Opinion
1999-03521
Submitted June 14, 2002.
August 5, 2002.
Appeal by the defendant from a judgment of the County Court, Nassau County (Galasso, J.), rendered March 31, 1999, convicting him of robbery in the first degree (four counts), robbery in the second degree, assault in the first degree, attempted assault in the second degree, and criminal possession of a weapon in the fourth degree, upon a jury verdict, and imposing sentence.
Arza Feldman, Hauppauge, N.Y., for appellant, and appellant pro se.
Denis Dillon, District Attorney, Mineola, N.Y. (Judith R. Sternberg, Bruce E. Whitney, and John F. McGlynn of counsel), for respondent.
Before: MYRIAM J. ALTMAN, J.P., GABRIEL M. KRAUSMAN, ROBERT W. SCHMIDT, STEPHEN G. CRANE, JJ.
ORDERED that the judgment is affirmed.
The defendant's contention that his conviction is not supported by legally sufficient evidence is unpreserved for appellate review (see CPL 470.05; People v. Gray, 86 N.Y.2d 10, 19). In any event, viewing the evidence in the light most favorable to the prosecution (see People v. Contes, 60 N.Y.2d 620), we find that it was legally sufficient to establish the defendant's guilt beyond a reasonable doubt. Moreover, upon the exercise of our factual review power, we are satisfied that the verdict of guilt was not against the weight of the evidence (see CPL 470.15).
Contrary to the defendant's contention, he was not deprived of a fair trial by two brief references to his prior contact with the criminal justice system (see People v. Santiago, 52 N.Y.2d 865, 866; People v. Young, 48 N.Y.2d 995, 996; People v. Singletary, 270 A.D.2d 903; People v. Caban, 224 A.D.2d 705; People v. Pought, 154 A.D.2d 628, 629; cf. People v. Mullin, 41 N.Y.2d 475, 480; People v. Butler, 258 A.D.2d 368). The record is clear that the court gave a curative instruction. Moreover, it was the defense counsel who elicited the first comment at issue, and the defense counsel had already elicited the information contained in the second comment prior to the prosecutor's question.
The trial court also properly declined to give a missing witness charge. The request for such a charge was untimely since it was made after the close of all of the evidence (see People v. Tilghman, 233 A.D.2d 348; People v. Woodford, 200 A.D.2d 644; cf. People v. Gonzalez, 68 N.Y.2d 424, 428). In any event, the defendant failed to establish that the missing witness was under the control of the People and would have been expected to provide noncumulative testimony favorable to the prosecution (see People v. Keen, 94 N.Y.2d 533, 539; People v. Macana, 84 N.Y.2d 173, 177; People v. Gonzalez, supra; People v. Almestica, 288 A.D.2d 483, lv denied 97 N.Y.2d 750; People v. Nasario, 258 A.D.2d 599, 600; People v. O'Hara, 253 A.D.2d 560, 561; People v. Bradshaw, 232 A.D.2d 499, 500).

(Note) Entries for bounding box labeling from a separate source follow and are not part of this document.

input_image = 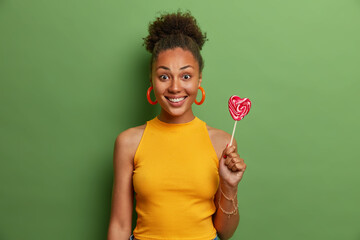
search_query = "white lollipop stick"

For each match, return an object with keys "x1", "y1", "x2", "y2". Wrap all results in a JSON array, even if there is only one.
[{"x1": 229, "y1": 121, "x2": 238, "y2": 147}]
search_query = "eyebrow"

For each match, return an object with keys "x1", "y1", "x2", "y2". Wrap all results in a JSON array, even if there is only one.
[{"x1": 156, "y1": 65, "x2": 193, "y2": 70}]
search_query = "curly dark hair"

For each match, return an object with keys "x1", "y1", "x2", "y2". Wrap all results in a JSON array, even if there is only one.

Furthermore, contrary to the defendant's contention, the fact that the sentence imposed after trial was greater than that offered during plea negotiations is no indication that the defendant was punished for asserting his right to proceed to trial (see People v. Bellilli, 270 A.D.2d 355; People v. Lam, 226 A.D.2d 554, 555; People v. Goolsby, 213 A.D.2d 722; People v. Clarke, 195 A.D.2d 569, 570-571; cf. People v. Cosme, 203 A.D.2d 375, 376). It is "to be anticipated that sentences handed out after trial may be more severe than those proposed in connection with a plea" (People v. Pena, 50 N.Y.2d 400, 412, cert denied 449 U.S. 1087; see People v. Bellilli, supra; People v. Rosemond, 226 A.D.2d 404; People v. Velez, 222 A.D.2d 539, 541; People v. Street, 220 A.D.2d 704, 705; People v. Patterson, 106 A.D.2d 520, 521). Moreover, the sentence imposed was not excessive (see People v. Suitte, 90 A.D.2d 80).
The defendant's remaining contentions, including those raised in his supplemental pro se brief, are without merit.
ALTMAN, J.P., KRAUSMAN, SCHMIDT and CRANE, JJ., concur.